Kuku Yalanji runs Dreamtime Walks in Mossman Gorge, 75km north of Cairns. The area is rich in indigenous history and is the heart and soul of locals. Harold Tayley, whose Aboriginal name is Wawubuja, has a wealth of fascinating history and information, most of which he learnt from his grandfather, parents, elders, aunties and uncles. Harold was a community ranger before moving to Mossman 15 years ago and loves being a teacher.
According to their website, the Kuku Yalanji people's belief is, "We are true rainforest people who live in harmony with our environment. We are part of it and it is part of us. Our culture has always involved a deep respect for nature and an intimate knowledge of its cycles."
Harold's 90-minute walks take you through some of the most extraordinary rainforest with an insight into the traditions and way of life of local Aboriginals. It seems that everything from trees to bush nuts and leaves served a most important purpose. Soap leaves lather up and were used for bathing. Message sticks were most useful in keeping every informed.

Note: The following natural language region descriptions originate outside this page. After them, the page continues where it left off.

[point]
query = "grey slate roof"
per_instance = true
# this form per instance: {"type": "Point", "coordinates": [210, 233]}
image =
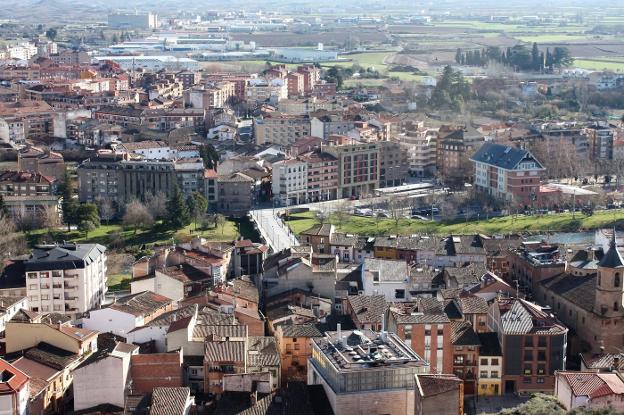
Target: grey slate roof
{"type": "Point", "coordinates": [70, 256]}
{"type": "Point", "coordinates": [169, 401]}
{"type": "Point", "coordinates": [300, 330]}
{"type": "Point", "coordinates": [501, 156]}
{"type": "Point", "coordinates": [613, 258]}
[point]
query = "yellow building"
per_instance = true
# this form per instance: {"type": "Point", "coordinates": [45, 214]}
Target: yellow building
{"type": "Point", "coordinates": [490, 365]}
{"type": "Point", "coordinates": [295, 347]}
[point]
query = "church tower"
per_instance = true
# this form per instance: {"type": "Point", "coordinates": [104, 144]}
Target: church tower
{"type": "Point", "coordinates": [609, 291]}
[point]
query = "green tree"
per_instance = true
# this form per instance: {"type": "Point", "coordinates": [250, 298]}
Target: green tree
{"type": "Point", "coordinates": [4, 211]}
{"type": "Point", "coordinates": [51, 33]}
{"type": "Point", "coordinates": [177, 210]}
{"type": "Point", "coordinates": [197, 206]}
{"type": "Point", "coordinates": [535, 57]}
{"type": "Point", "coordinates": [87, 212]}
{"type": "Point", "coordinates": [69, 205]}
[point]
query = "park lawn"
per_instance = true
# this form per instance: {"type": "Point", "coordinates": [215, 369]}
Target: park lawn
{"type": "Point", "coordinates": [598, 65]}
{"type": "Point", "coordinates": [116, 234]}
{"type": "Point", "coordinates": [119, 282]}
{"type": "Point", "coordinates": [509, 224]}
{"type": "Point", "coordinates": [550, 38]}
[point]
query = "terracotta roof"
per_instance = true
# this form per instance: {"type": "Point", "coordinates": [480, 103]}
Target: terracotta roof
{"type": "Point", "coordinates": [431, 385]}
{"type": "Point", "coordinates": [368, 308]}
{"type": "Point", "coordinates": [224, 351]}
{"type": "Point", "coordinates": [463, 334]}
{"type": "Point", "coordinates": [13, 379]}
{"type": "Point", "coordinates": [593, 384]}
{"type": "Point", "coordinates": [141, 304]}
{"type": "Point", "coordinates": [169, 401]}
{"type": "Point", "coordinates": [300, 330]}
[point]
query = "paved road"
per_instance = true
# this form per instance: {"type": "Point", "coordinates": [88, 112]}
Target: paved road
{"type": "Point", "coordinates": [276, 234]}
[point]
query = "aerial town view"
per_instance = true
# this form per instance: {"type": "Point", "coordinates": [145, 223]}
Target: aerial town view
{"type": "Point", "coordinates": [298, 207]}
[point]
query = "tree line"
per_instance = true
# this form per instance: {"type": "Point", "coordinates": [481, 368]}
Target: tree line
{"type": "Point", "coordinates": [518, 57]}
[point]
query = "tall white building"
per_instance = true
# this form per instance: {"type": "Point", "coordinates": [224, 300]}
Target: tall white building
{"type": "Point", "coordinates": [67, 279]}
{"type": "Point", "coordinates": [290, 181]}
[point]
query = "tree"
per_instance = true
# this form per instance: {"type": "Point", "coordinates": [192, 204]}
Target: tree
{"type": "Point", "coordinates": [220, 222]}
{"type": "Point", "coordinates": [12, 242]}
{"type": "Point", "coordinates": [106, 208]}
{"type": "Point", "coordinates": [51, 33]}
{"type": "Point", "coordinates": [86, 227]}
{"type": "Point", "coordinates": [535, 57]}
{"type": "Point", "coordinates": [69, 205]}
{"type": "Point", "coordinates": [156, 204]}
{"type": "Point", "coordinates": [177, 210]}
{"type": "Point", "coordinates": [4, 210]}
{"type": "Point", "coordinates": [137, 215]}
{"type": "Point", "coordinates": [197, 205]}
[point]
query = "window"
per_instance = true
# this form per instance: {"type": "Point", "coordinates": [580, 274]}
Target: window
{"type": "Point", "coordinates": [407, 330]}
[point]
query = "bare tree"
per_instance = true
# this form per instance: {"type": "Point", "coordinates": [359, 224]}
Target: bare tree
{"type": "Point", "coordinates": [12, 242]}
{"type": "Point", "coordinates": [106, 208]}
{"type": "Point", "coordinates": [137, 215]}
{"type": "Point", "coordinates": [157, 205]}
{"type": "Point", "coordinates": [220, 221]}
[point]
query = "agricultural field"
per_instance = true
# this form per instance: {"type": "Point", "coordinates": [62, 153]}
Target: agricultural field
{"type": "Point", "coordinates": [503, 225]}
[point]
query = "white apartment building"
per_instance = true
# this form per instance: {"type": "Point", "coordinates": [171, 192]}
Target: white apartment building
{"type": "Point", "coordinates": [67, 279]}
{"type": "Point", "coordinates": [290, 181]}
{"type": "Point", "coordinates": [261, 90]}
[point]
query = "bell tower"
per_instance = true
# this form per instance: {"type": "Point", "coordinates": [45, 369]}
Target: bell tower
{"type": "Point", "coordinates": [609, 292]}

The walk is along private, easy graded tracks and you will see 3000-year-old fig trees and 12,000-year-old rock paintings. There are cool rainforest streams and bark shelters once home to tribes. You will be shown how plants were used for food and medicine, and once the walk is finished you will be served damper and tea. That's the time to ask any questions.
The Kuku Yalangi Dreamtime Walks have been awarded the Tropical North Queensland Award in the special category "Culture, Heritage and Indigenous Tourism". They have won the award three years in a row.